Speckle Park Breed Embryo Flushing and Transfer Success

Tips for Embryo Flushing and Transfer Success

We asked renowned embryo transfer veterinarian, Dr Udo Mayne, EmbryoLife, to provide some tips for transfer success with embryo transfer (ET) programs. Embryo flushing and transfer is carried out by a large proportion of Speckle Park stud breeders, growing herds in both quantity and quality.   Embryo transfer (ET) is widely used among Speckle Park stud breeders as a means to grow their studs with both quantity and quality. Charlie Sutherland asked renowned embryo transfer veterinarian, Dr Udo Mahne, Embryo Life, to share his tips for success with ET.

How would an embryo transfer program benefit my stud program?

You can potentially increase the reproductive rate of a good cow by making more than one calf per year out of her. You could keep her embryos frozen as an insurance policy in case she dies or gets injured. Multiple embryo sibling calves make it possible to sell your best and capitalise on good heifers but still be able to keep some of them to grow your herd. You can potentially use an expensive bull semen straw to generate multiple calves.

How many semen straws do I need per donor cow?

Two Straws, 12 hours apart, are the standard number of straws used to cover a potential longer ovulation period when cows are super-ovulating multiple egg cells. If semen is of very good quality, a single straw, 12 hours after standing heat can be considered but this requires heat observation and a technician that is flexible and can come at that exact time.

Will the flush program impact the long-term fertility of my cow? How many times can I flush my donor cow?

No it will not impact her fertility nor will it influence her reproductive life span, as long as you use an experienced embryo technician and don’t flush the cow too many times before putting her to the bull to get back in calf. General rule of thumb is: flush twice only for minimum disturbance and inter-calving delay. A third flush could be considered if the technician is happy with the type of ovary and the condition of the cow. Fat cows struggle to fall pregnant.

How soon after calving can I flush my donor?

This depends on uterine health, size, parity, cow condition and nutrition. Donor cows must be at least 45 days past calving at the start of the program, which means they will be 65+ days post calving when flushed.

I’m unsure on what vitamin injections I should give my donor cow? Can you suggest any?

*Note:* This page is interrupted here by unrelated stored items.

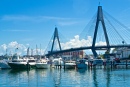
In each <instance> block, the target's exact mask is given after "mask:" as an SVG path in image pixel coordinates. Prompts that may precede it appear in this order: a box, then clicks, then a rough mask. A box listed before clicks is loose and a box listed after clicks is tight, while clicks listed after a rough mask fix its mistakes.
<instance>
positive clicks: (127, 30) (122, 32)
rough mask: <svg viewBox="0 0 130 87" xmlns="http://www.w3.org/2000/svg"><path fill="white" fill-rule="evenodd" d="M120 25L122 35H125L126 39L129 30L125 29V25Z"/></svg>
mask: <svg viewBox="0 0 130 87" xmlns="http://www.w3.org/2000/svg"><path fill="white" fill-rule="evenodd" d="M116 23H117V22H116ZM117 24H118V23H117ZM118 27H119V29H121V31H120V32H121V34H122V36H124V38H125V39H126V38H129V31H128V30H127V29H125V28H124V27H123V26H121V25H120V24H118Z"/></svg>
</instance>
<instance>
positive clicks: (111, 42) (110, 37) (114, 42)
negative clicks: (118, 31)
mask: <svg viewBox="0 0 130 87" xmlns="http://www.w3.org/2000/svg"><path fill="white" fill-rule="evenodd" d="M106 21H107V20H106ZM107 26H108V29H107V31H108V35H109V36H110V37H109V40H111V43H113V40H112V39H113V38H114V37H115V34H113V29H112V28H111V26H110V25H109V24H108V25H107ZM115 42H116V40H114V43H115Z"/></svg>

Minerals and vitamins are essential to generate healthy and strong egg cells. Selenium is a “must supplement” in almost all Australian cattle country where the rainfall is over 450mm per year. Vitamin A, D&E is another important supplement to give.

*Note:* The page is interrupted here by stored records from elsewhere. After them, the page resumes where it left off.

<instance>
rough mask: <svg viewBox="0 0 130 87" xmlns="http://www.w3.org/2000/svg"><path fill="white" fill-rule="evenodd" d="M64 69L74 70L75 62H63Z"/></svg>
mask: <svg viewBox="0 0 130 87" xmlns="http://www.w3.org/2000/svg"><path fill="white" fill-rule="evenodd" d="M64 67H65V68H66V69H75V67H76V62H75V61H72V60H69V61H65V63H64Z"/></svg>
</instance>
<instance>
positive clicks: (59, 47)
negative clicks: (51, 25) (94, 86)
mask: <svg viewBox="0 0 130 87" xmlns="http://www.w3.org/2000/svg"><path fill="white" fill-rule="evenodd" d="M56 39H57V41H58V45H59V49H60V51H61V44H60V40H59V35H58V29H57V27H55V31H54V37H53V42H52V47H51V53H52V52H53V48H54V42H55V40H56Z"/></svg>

What is the average number of embryos a donor can produce?

The Speckle Park average is probably near 6-7 viable embryos per cow flushed. Speckle Park donors however vary tremendously on how many viable embryos they give. Some cows don’t give any embryos and other Speckle Park cows can give up to 42 usable embryos. Cows that give few embryos tend to continue with below average numbers and cows that flush well also continue that above average trend.

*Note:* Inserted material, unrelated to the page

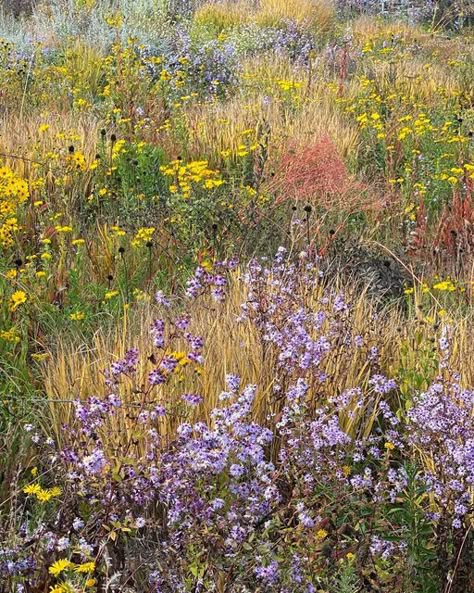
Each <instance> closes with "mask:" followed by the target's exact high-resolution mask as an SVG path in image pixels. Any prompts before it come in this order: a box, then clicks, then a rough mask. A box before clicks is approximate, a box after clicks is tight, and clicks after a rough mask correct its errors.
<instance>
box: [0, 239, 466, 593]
mask: <svg viewBox="0 0 474 593" xmlns="http://www.w3.org/2000/svg"><path fill="white" fill-rule="evenodd" d="M220 268H221V270H220V272H219V273H217V272H216V271H215V270H213V271H212V272H209V271H206V270H204V269H203V268H198V270H197V271H196V273H195V275H194V276H193V277H192V278H191V279H190V281H189V283H188V295H189V297H190V298H192V299H196V298H198V297H200V298H203V299H204V302H208V297H209V296H211V295H212V296H213V297H214V298H217V300H218V301H220V300H222V299H224V298H225V294H224V292H222V293H221V292H219V293H218V294H217V295H216V294H215V291H216V289H223V288H224V287H225V286H226V284H227V282H228V279H227V278H226V273H225V270H226V269H231V270H233V269H235V262H230V263H229V262H227V264H226V265H225V266H224V265H222V266H220ZM241 279H242V280H243V282H244V283H245V286H246V295H245V299H244V302H243V303H242V306H241V309H240V311H239V313H240V315H239V319H240V322H242V321H245V323H250V324H252V326H253V327H254V328H255V329H256V330H257V332H258V333H259V335H260V339H261V345H262V352H263V353H264V356H265V358H266V360H267V361H268V360H271V361H273V362H272V372H273V385H272V389H266V395H265V398H266V399H265V402H264V403H265V407H266V410H267V413H266V414H264V415H260V416H258V415H257V414H256V410H257V409H258V407H259V406H262V402H261V401H260V400H259V397H260V390H261V389H262V386H261V385H242V382H241V380H240V378H239V377H238V376H237V375H234V374H228V375H227V376H226V386H225V390H224V391H223V392H222V393H221V394H220V395H219V396H218V398H217V401H218V404H217V405H216V407H215V408H214V409H212V410H209V411H208V413H207V414H206V415H205V416H199V414H197V415H196V410H197V409H199V406H200V404H201V403H202V400H203V397H202V395H201V394H199V393H195V392H187V393H183V394H182V395H180V397H179V398H178V399H177V400H176V399H175V400H174V401H173V400H171V399H169V398H167V396H166V393H167V391H166V390H167V388H168V383H169V382H170V381H171V380H172V376H173V374H174V372H175V369H176V367H177V364H178V362H177V359H176V358H175V357H173V356H172V355H170V354H169V352H170V351H171V350H172V349H173V348H172V346H173V341H174V340H179V341H180V343H181V344H183V343H184V344H186V347H187V352H186V356H187V358H188V359H190V360H192V361H195V362H196V363H198V364H203V363H205V342H204V340H203V339H202V338H201V337H200V336H197V335H195V334H194V333H193V331H192V329H193V320H192V316H191V315H189V314H181V315H180V314H178V315H177V316H175V317H173V309H172V307H169V306H168V300H167V299H166V297H165V296H164V295H163V294H160V295H159V299H158V303H159V305H160V307H161V309H162V310H164V312H165V316H164V318H163V319H160V320H157V321H155V322H154V323H153V326H152V328H151V336H150V349H151V350H152V352H153V354H152V356H150V354H149V352H150V351H149V350H148V351H147V352H146V354H143V353H140V352H138V351H137V350H136V349H132V350H130V351H129V352H128V353H127V354H126V356H125V357H124V358H123V360H120V361H118V362H115V363H113V364H112V366H111V368H110V369H109V370H108V371H107V373H106V379H107V380H106V383H105V386H106V389H107V392H106V393H104V394H102V395H101V396H99V395H96V396H94V397H91V398H89V399H88V400H85V401H81V402H77V403H76V405H75V419H74V421H73V422H71V425H70V426H69V427H68V430H66V431H65V432H64V441H63V447H62V449H61V450H60V451H59V455H58V454H57V452H55V451H53V449H52V447H51V445H48V446H46V443H45V451H46V453H45V455H47V457H46V458H45V459H46V461H47V463H48V464H49V465H50V466H51V467H52V468H53V469H54V471H55V475H56V476H57V478H58V480H60V482H61V486H62V488H63V490H64V493H63V496H62V498H61V507H60V508H59V510H58V512H57V514H56V515H53V516H52V518H51V520H50V522H49V524H48V528H47V529H46V527H45V526H44V524H41V523H40V524H39V525H36V527H35V526H34V525H33V524H34V522H35V519H34V516H31V517H30V518H29V520H28V522H27V523H28V527H27V528H25V532H24V534H23V541H24V542H25V546H24V550H28V549H29V548H28V547H32V546H33V547H35V550H36V554H37V557H38V554H39V555H40V556H42V557H43V560H42V564H43V565H44V564H45V563H46V564H47V563H48V562H50V561H51V558H53V557H54V555H57V554H58V553H59V552H60V551H62V552H67V551H68V550H80V551H81V552H80V553H81V554H83V555H84V556H85V557H88V556H90V555H94V556H95V557H97V558H98V559H99V560H100V559H101V558H102V557H103V555H104V552H103V551H102V552H100V553H99V550H103V546H104V544H103V542H104V539H106V536H107V533H110V530H112V529H113V530H115V532H114V533H115V537H114V540H113V546H114V553H116V551H117V549H118V548H120V546H122V557H129V558H133V557H134V555H135V557H136V556H137V555H140V554H143V557H142V558H141V560H140V574H141V578H142V581H141V582H142V583H143V582H146V583H148V584H147V585H146V587H148V589H145V588H143V590H144V591H145V590H147V591H148V590H149V591H150V592H158V591H159V592H161V593H168V592H171V591H182V592H183V593H186V592H188V591H197V590H205V588H206V587H207V588H208V590H212V586H213V585H212V584H213V583H216V582H219V580H220V579H223V578H225V579H232V588H231V589H229V590H230V591H232V592H234V591H235V592H239V593H240V592H242V593H243V592H244V591H248V590H255V589H256V588H258V587H260V588H263V589H264V590H265V591H269V592H272V591H275V592H277V591H278V592H279V593H281V592H285V591H288V593H290V592H291V593H308V592H311V591H315V590H317V589H318V588H320V585H321V580H320V579H321V578H322V577H321V576H320V575H321V574H322V573H323V572H324V571H328V570H329V571H330V567H331V566H333V567H337V566H338V562H337V560H338V559H341V558H342V561H343V562H346V563H351V562H353V561H352V560H351V558H352V557H355V558H356V559H357V558H358V554H360V560H355V561H354V565H353V564H350V566H353V568H354V570H356V568H357V567H359V568H360V569H361V573H362V572H363V571H362V566H363V565H366V564H368V563H370V564H371V565H373V566H374V567H376V566H378V563H380V562H382V563H383V566H384V567H385V568H386V566H387V565H390V563H392V565H393V566H403V565H404V563H406V565H407V566H408V565H410V562H412V561H413V559H412V558H409V557H408V555H409V554H410V549H411V548H410V547H409V546H408V545H407V544H406V542H405V541H404V535H406V534H407V533H408V529H409V528H408V527H407V525H406V524H404V523H403V521H401V520H395V519H394V518H392V520H391V521H390V522H388V521H387V519H386V518H387V516H391V517H392V516H393V517H395V516H398V515H395V514H393V513H395V512H396V513H399V509H400V507H403V505H404V504H405V503H404V501H405V498H406V497H407V496H408V495H407V492H408V491H409V490H410V488H411V480H413V479H414V480H416V486H417V489H418V491H421V492H423V493H426V492H427V493H429V495H430V496H426V497H420V498H419V499H418V500H419V501H420V500H421V501H422V502H421V503H420V502H418V503H417V504H425V505H426V507H425V508H423V509H422V512H423V513H424V517H425V520H426V521H429V522H430V524H431V525H432V526H436V525H437V523H438V522H439V521H440V518H441V517H444V519H446V517H447V518H449V520H450V525H451V528H452V529H454V530H459V529H462V528H463V527H464V528H466V527H467V525H468V522H469V521H470V520H472V505H471V500H472V498H471V497H472V492H473V487H474V462H473V460H474V423H473V418H472V410H473V406H474V395H473V392H472V391H468V390H463V389H461V387H460V386H459V383H460V378H459V377H458V376H457V375H455V374H452V375H451V377H450V380H446V379H445V378H444V379H443V378H442V377H441V376H440V378H439V379H438V380H437V381H436V382H435V383H434V384H433V385H431V387H430V388H429V389H428V390H427V392H426V393H424V394H420V395H419V396H418V397H417V398H416V399H415V401H414V402H413V406H412V407H411V409H410V410H409V412H408V413H406V414H403V413H397V410H398V408H396V403H397V398H396V397H395V396H396V395H397V382H396V380H395V379H393V378H390V377H387V376H386V375H385V374H384V373H383V372H382V369H381V365H380V360H379V356H378V351H377V349H376V344H374V343H373V341H372V340H371V338H370V336H366V335H364V336H361V334H360V330H359V329H358V328H357V327H356V326H355V325H356V324H355V323H354V319H353V308H352V307H351V305H350V303H349V302H347V301H346V299H345V298H344V297H343V296H342V295H341V294H340V293H337V292H332V291H331V290H327V291H326V292H324V293H322V292H321V291H320V290H319V289H318V282H319V274H318V269H317V261H311V259H310V258H308V257H303V258H300V259H299V261H297V262H296V263H295V262H294V261H290V260H289V259H288V257H287V254H286V252H285V251H284V250H280V251H279V252H278V254H277V256H276V258H275V259H274V260H273V261H268V260H267V261H262V260H260V261H257V260H254V261H252V262H250V263H249V264H248V266H246V268H245V269H244V270H243V272H242V275H241ZM315 295H319V296H315ZM196 304H197V303H194V306H196ZM217 306H218V305H217ZM237 322H239V321H237ZM447 335H448V334H446V336H447ZM446 339H448V338H446ZM440 348H441V352H440V362H442V363H443V365H445V364H447V352H448V351H449V340H448V344H447V345H445V344H444V343H443V344H442V345H440ZM357 356H362V357H363V358H362V360H363V361H364V364H365V365H366V367H367V369H368V372H367V376H366V379H365V380H364V381H361V384H360V385H350V386H348V387H347V389H345V390H343V391H341V392H340V393H338V392H336V391H335V387H334V383H333V382H332V378H331V377H332V374H333V373H334V364H335V363H334V361H335V360H336V361H338V365H339V366H338V369H339V370H338V372H345V369H346V368H347V367H346V366H345V364H344V363H343V361H344V360H346V359H347V360H346V362H347V363H349V362H352V361H353V358H354V357H357ZM150 358H151V359H152V360H150ZM145 359H146V361H147V362H146V364H152V365H153V367H154V368H153V370H152V371H151V372H149V373H148V374H147V375H146V376H147V377H148V379H147V380H145V381H144V382H142V380H141V379H140V380H139V377H141V376H142V375H140V368H141V366H143V365H144V364H145ZM442 370H445V367H442ZM129 384H132V385H134V392H133V393H134V399H132V400H130V390H129V389H127V385H129ZM398 411H399V410H398ZM423 456H425V457H426V459H425V463H423V461H424V460H423ZM414 463H417V464H418V468H419V469H418V470H417V471H416V472H410V471H409V469H410V464H414ZM413 476H415V477H413ZM423 501H426V502H423ZM411 502H412V501H411V500H409V501H408V502H407V504H411ZM433 505H434V506H435V508H436V512H433ZM392 511H393V513H392ZM391 513H392V514H391ZM344 517H350V518H352V523H353V524H351V525H349V526H347V525H346V524H345V520H344ZM121 530H123V531H121ZM122 532H123V533H126V534H127V535H126V537H125V536H124V537H122V536H121V535H120V534H121V533H122ZM128 534H131V535H128ZM341 534H342V535H341ZM27 542H28V543H27ZM101 546H102V547H101ZM101 554H102V556H101ZM110 555H111V553H110V554H109V556H110ZM24 557H25V555H24V551H23V552H22V553H21V554H20V553H19V552H18V551H15V550H13V551H11V552H9V553H8V554H7V553H6V552H4V553H3V556H0V570H1V571H3V573H6V572H7V573H8V575H9V578H11V576H12V575H13V574H14V575H16V577H15V578H17V577H18V578H20V576H21V578H22V579H24V582H25V583H27V584H28V585H29V586H37V585H38V583H39V582H40V579H41V578H42V576H41V573H40V571H38V569H37V567H36V566H37V565H33V564H28V563H27V562H26V563H25V561H24ZM171 559H173V561H171ZM108 561H109V562H110V559H109V560H108ZM122 562H124V561H122ZM357 563H359V564H357ZM132 566H136V565H135V564H133V563H132V562H131V563H130V566H128V565H127V564H126V562H125V565H124V564H123V563H122V565H121V566H120V572H121V573H123V575H124V579H127V578H128V577H127V574H131V572H132V571H133V570H135V569H134V568H132ZM116 568H117V570H118V567H116ZM127 571H129V572H128V573H127ZM143 587H145V585H143ZM209 588H210V589H209Z"/></svg>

Is there much involved with preparing donor cows to flush?

There are a lot of times the cows have to come into the yards. Multiple injections (14) over a three-week period plus doing two Inseminations to fertilise the eggs.

Should I be supplement feeding my donor?

Yes. It is highly recommended to get the donor cows on a positive energy rising plane of nutrition.

Is pasture enough?

It could be if it contains multiple grass species and they have reached maturity. Lush green grass has inconsistencies and potential imbalances. It mostly isn’t a balanced healthy diet. Too much moisture, high protein and too little energy is a common problem with young and lush green pasture. Supplementing with good quality hay is always good for rumen health.

What difference does it make putting fresh embryos in versus frozen embryos?

There could be no difference. Statistically, there could be a 10-15% better conception rate with fresh embryos.

Success rate of ET?

Stock and pasture management has the biggest impact on conception rates. This includes vaccinations and disease control. Pestivirus, IBR virus and vibriosis infections after transfer can lead to complete failures or massive early pregnancy losses. While doing the exact same thing, I have seen differences from 30% up to 100% pregnancy rates. The average pregnancy rate on an uneventful program should be around 70% if the recipient nutrition was well managed.

Is there much difference between Grade 1 and 2 embryos?

10-15% is the general rule of thumb.  

What advice would you give to someone who is undertaking their first ET program?

Do proper research, and talk to other farmers that are doing embryo programs. Find out what are the Do’s and Dont’s for transfer success. There are a lot of potential potholes that need filling or avoiding.